El encargado de defender esta proposición en la sesión plenaria de esta mañana ha sido el procurador del PP Raúl de la Hoz, quien ha argumentado que, ya que este sistema de resolución de conflictos tiene previsto ahorrar 70 millones de euros anuales en la Administración de Justicia, lo lógico es que "ayuden a financiarlo".
Este Servicio de Relaciones Laborales de Castilla y León asumió en septiembre de 2015 la labor de lidiar en los conflictos individuales que no tuvieran carácter económico, además de sus ya competencias en la resolución de los conflictos colectivos.

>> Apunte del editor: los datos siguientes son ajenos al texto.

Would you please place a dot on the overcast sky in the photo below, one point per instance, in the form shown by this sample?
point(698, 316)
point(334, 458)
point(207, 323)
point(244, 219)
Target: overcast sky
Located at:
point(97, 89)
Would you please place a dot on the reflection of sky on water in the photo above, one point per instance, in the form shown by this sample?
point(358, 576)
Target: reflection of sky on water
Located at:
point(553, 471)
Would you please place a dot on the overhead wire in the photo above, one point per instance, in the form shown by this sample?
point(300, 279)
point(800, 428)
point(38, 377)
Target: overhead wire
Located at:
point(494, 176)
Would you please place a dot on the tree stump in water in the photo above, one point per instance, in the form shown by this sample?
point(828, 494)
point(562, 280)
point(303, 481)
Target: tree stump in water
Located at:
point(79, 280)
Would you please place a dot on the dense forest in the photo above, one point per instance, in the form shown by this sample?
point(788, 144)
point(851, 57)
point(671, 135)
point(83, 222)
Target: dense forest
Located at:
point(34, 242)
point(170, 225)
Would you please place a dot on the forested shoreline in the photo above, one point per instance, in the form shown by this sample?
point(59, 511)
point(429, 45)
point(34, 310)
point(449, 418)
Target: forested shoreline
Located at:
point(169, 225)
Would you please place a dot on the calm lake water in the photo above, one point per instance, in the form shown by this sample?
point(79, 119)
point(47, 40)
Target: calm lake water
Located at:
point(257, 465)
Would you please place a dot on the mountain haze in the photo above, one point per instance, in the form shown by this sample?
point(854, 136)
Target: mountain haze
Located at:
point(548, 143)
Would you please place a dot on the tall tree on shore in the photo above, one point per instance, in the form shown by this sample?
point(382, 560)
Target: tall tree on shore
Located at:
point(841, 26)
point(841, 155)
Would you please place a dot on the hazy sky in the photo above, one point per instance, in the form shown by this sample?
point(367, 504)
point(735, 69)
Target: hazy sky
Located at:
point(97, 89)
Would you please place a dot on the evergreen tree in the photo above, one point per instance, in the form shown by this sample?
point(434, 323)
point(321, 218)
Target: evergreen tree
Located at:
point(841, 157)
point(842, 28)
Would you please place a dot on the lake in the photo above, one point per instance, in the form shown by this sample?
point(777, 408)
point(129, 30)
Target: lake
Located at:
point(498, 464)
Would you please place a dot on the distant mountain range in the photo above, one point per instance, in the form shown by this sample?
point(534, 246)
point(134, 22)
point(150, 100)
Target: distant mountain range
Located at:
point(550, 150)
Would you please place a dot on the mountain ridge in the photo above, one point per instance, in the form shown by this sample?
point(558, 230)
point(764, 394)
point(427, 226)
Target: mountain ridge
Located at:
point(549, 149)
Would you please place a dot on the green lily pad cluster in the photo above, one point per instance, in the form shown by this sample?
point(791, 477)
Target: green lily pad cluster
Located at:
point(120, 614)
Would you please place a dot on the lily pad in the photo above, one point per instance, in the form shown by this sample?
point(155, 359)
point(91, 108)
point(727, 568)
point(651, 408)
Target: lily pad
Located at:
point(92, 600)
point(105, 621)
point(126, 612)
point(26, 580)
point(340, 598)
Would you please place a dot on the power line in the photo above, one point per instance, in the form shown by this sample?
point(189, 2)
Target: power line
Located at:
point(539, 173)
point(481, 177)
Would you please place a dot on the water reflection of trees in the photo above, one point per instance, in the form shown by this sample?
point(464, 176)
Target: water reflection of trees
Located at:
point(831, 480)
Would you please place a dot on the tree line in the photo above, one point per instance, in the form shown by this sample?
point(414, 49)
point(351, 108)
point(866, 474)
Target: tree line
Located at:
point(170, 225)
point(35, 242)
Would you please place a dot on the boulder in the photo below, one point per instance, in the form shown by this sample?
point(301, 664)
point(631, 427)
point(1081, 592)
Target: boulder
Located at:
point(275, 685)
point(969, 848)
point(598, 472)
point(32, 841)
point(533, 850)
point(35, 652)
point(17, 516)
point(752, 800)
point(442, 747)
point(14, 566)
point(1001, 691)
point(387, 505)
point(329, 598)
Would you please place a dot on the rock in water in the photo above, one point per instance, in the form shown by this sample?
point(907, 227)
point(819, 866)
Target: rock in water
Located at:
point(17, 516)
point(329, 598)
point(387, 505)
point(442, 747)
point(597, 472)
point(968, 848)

Algunos grupos parlamentarios, pero en especial el grupo Podemos, han manifestado en reiteradas ocasiones y también en el día de hoy, que esta nueva adquisición de competencias por parte del SERLA entraría en conflicto con las asumidas por el Servicio de Mediación, Arbitraje y Conciliación (SMAC), ejercicio por trabajadores públicos.
Por ello, la procuradora del grupo parlamentario Podemos Adela Pascual, ha justificado la abstención de su grupo en el hecho de que esta nueva adquisición de competencias por parte del SERLA pone en "peligro" los puestos de trabajo de los funcionarios, a la vez que ha clamado que no tiene "muy claro" de donde saca la Junta el "supuesto ahorro de 70 millones de euros".
Ante estas críticas, el procurador del PP ha respondido que esta estimación de ahorro se ha calculado mediante la comparación de datos con otras Comunidades Autónomas, como Aragón, y se ha mostrado contundente al afirmar que "ningún funcionario perderá su puesto de trabajo".
Al mismo tiempo, los otros grupos parlamentarios, como Ciudadanos, han defendido las bondades de este sistema de resolución de conflictos, que ha evitado llevar a juicio el 43 por ciento de los conflictos individuales que llegaron a sus oficinas y que son lidiados por los agentes sociales.